Neighborhood: Brooklyn (will travel)
Ages taught: 5-Adult
Secondary instruments: accordion, theory
 

Pianist and accordionist Carmen Staaf recently graduated from the Thelonious Monk Institute of Jazz Performance, where she studied and toured with Herbie Hancock, Wayne Shorter and many other jazz masters, as well as performing and giving master classes at the White House, the Kennedy Center, and throughout the US, Morocco, and France. Now an in-demand pianist on the NYC jazz and new music scenes, she tours regularly with drummer Allison Miller, with whom she will be releasing multiple upcoming recordings. She has toured Europe, Latin America, Japan, and India and has performed at the Village Vanguard and at the Kennedy Center (both as a solo pianist and with her trio). She won the 2009 Mary Lou Williams Jazz Pianist competition and was featured on NPR’s JazzSet with Dee Dee Bridgewater. Carmen was on the piano faculty at Berklee College of Music for four years, where she taught private lessons to piano majors covering performance, theory and composition in jazz and classical styles; she also taught Basic Keyboard, Reading, Improvisation and Comping Labs. She is also on faculty at the Stanford Jazz Workshop and Litchfield Jazz Camp, where she coaches ensembles, teaches master classes and private lessons, and performs in festival and faculty concerts.
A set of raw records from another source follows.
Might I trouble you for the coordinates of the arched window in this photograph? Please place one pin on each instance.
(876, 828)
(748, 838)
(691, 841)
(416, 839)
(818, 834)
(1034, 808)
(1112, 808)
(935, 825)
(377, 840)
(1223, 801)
Carmen also taught at the Swarnabhoomi Academy of Music in Chennai, India. She has an MM in Jazz Performance from UCLA (’16) as well as a BM in Jazz Performance from New England Conservatory (’05) and a BA in Anthropology from Tufts University (’05). She studied piano and percussion in Cuba for six months.
 
While her background as an improviser is solidly in straight ahead jazz, through her diverse performance and teaching experiences, Carmen has developed a broad perspective on improvisation drawing from jazz, Afrocuban music, Indian classical music, West African drumming, klezmer, and many other world traditions. Carmen studied classical piano with Alisa Moshinsky (a pedagogy student of Kabalevsky) for 12 years, a foundation that especially informs her teaching of beginning to intermediate piano students. She also studied with Sofia Rosoff (a student of Abby Whiteside) and applies Rosoff’s holistic physical awareness approach, as well as methods drawn from Alexander technique and yoga, to promote efficient and connected piano playing. Her teaching is tailored to each student’s personal relationship with music and need for self-expression, while maintaining focus on the fundamentals of sound and time. Lessons incorporate creative improvisation, theory, repertoire and technique. Ear training (singing, hearing and identifying melodies, harmonic progressions and rhythms) is a core part of her teaching method, connecting the notes on the page to the student’s inner ear and the outer world of recorded and live music.

 
“I believe that everyone has something valuable, personal and beautiful to say through music, and that our job as teachers is to guide students as they find their own forms of expression, while providing the building blocks they need for great musicianship. Rather than telling them how they ‘should’ approach music, or what the ‘right’ sounds are, I invite them to find new questions to ask themselves about music and, through music, about life in general.”